The atomic-resolution structures, combined with studies of the effect of mutations introduced into the enzyme by genetic engineering of the yeast and bacterial proteins, have revealed the detailed mechanisms of this electron-driven proton pump. Because oxygen has a high affinity for electrons, it can release a large amount of free energy when it is reduced to form water. Thus, the emergence of cellular respiration, in which O2 is converted to water, enabled organisms to harness much more energy than can be derived from anaerobic metabolism. The availability of the large amount of energy released by the reduction of molecular oxygen to form water is thought to have been essential to the emergence of multicellular life: this would explain why all large organisms respire. The ability of biological systems to use O2 in this way, however, requires sophisticated chemistry. Once a molecule of O2 has picked up one electron, it forms a superoxide radical anion (O2•–) that is dangerously reactive and rapidly takes up an additional three electrons wherever it can get them, with destructive effects on its immediate environment. We can tolerate oxygen in the air we breathe only because the uptake of the first electron by the O2 molecule is slow, allowing cells to use enzymes to control electron uptake by oxygen.
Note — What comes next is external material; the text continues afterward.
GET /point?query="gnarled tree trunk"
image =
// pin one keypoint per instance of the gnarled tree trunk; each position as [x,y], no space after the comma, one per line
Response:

Thus, cytochrome c oxidase holds on to oxygen at a special bimetallic center, where it remains clamped between a heme-linked iron atom and a copper ion until it has picked up a total of four electrons. Only then are the two oxygen atoms of the oxygen molecule safely released as two molecules of water
The reaction of O2 with electrons in cytochrome c oxidase. Electrons from cytochrome c pass through the complex via bound copper ions (blue spheres) and hemes (red) to an O2 molecule bound between heme a3 and a copper ion. Iron ions are shown as red spheres. The iron atom in heme a serves as an electron queuing point where electrons are held so that they can be released to an O2 molecule (not shown) that is held at the bimetallic center active site, which is formed by the central iron of the other heme (heme a3) and a closely apposed copper atom. The four protons needed to reduce O2 to water are removed from the matrix. For each O2 molecule that undergoes the reaction 4e– + 4H+ + O2 → 2H2O, another four protons are pumped out of the matrix by mechanisms that are driven by allosteric changes in protein conformation
The cytochrome c oxidase reaction accounts for about 90% of the total oxygen uptake in most cells. This protein complex is therefore crucial for all aerobic life. Cyanide and azide are extremely toxic because they bind to the heme iron atoms in cytochrome c oxidase much more tightly than does oxygen, thereby greatly reducing ATP production.